EDA and modeling pipeline for Kaggle-like competitions
Note that this repository is under development so there may be some bugs.
After cloning this repository, you define the following variables in your jupyter notebook:
- train_df: train pandas dataframe
- test_df: test pandas dataframe
- target: target column name (str)
- features: list of feature names
- categoricals: list of categorical feature names. Note that categoricals need to be in 'features'
- model: 'lgb', 'xgb', 'catb', 'linear', or 'nn'
- task: 'regression', 'multiclass', or 'binary'
- n_splits: K in KFold (default is 4)
- cv_method: 'KFold', 'StratifiedKFold', 'TimeSeriesSplit', 'GroupKFold', 'StratifiedGroupKFold'
- group: group feature name when GroupKFold or StratifiedGroupKFold are used (otherwise None)

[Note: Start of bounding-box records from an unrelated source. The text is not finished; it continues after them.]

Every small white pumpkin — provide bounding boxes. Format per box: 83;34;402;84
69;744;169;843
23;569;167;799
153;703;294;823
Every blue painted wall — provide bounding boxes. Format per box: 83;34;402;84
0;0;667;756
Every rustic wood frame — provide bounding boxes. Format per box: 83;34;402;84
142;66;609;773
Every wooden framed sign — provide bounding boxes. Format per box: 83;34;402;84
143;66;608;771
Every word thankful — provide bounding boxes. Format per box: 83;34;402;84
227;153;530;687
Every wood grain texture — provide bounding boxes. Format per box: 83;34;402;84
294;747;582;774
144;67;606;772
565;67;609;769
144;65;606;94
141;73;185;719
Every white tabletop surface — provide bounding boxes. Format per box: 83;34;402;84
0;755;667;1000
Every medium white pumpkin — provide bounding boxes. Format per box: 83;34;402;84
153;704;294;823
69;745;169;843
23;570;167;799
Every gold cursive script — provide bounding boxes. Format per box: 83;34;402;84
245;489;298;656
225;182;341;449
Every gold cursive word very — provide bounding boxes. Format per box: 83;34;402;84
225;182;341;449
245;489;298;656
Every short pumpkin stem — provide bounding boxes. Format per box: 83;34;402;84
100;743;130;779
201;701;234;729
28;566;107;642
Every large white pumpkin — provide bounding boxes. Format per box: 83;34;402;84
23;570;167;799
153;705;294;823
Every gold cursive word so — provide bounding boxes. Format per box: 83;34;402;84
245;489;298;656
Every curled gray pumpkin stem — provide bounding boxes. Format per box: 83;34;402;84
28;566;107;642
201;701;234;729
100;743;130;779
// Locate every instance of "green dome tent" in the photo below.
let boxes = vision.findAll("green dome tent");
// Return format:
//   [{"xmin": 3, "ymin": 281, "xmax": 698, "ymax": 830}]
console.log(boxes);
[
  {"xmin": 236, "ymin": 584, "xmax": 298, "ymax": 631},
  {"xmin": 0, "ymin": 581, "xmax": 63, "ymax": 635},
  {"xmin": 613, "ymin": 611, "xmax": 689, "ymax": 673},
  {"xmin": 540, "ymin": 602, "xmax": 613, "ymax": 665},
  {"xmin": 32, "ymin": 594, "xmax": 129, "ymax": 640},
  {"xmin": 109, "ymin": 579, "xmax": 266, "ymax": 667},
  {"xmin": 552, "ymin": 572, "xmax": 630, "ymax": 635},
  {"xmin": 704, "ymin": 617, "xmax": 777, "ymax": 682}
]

- scaler: None, 'MinMax', 'Standard'
Then run the model like the following:
# fit LGB regression model
model = RunModel(train_df, test_df, target, features,
categoricals=categoricals, target_encoding=False, model="lgb",
task="regression", n_splits=4, cv_method="KFold",
group=None, seed=116, scaler=None)
To visualize feature importance:
# compute feature importance for visualization
sorted_feature_importance_df = model.plot_feature_importance()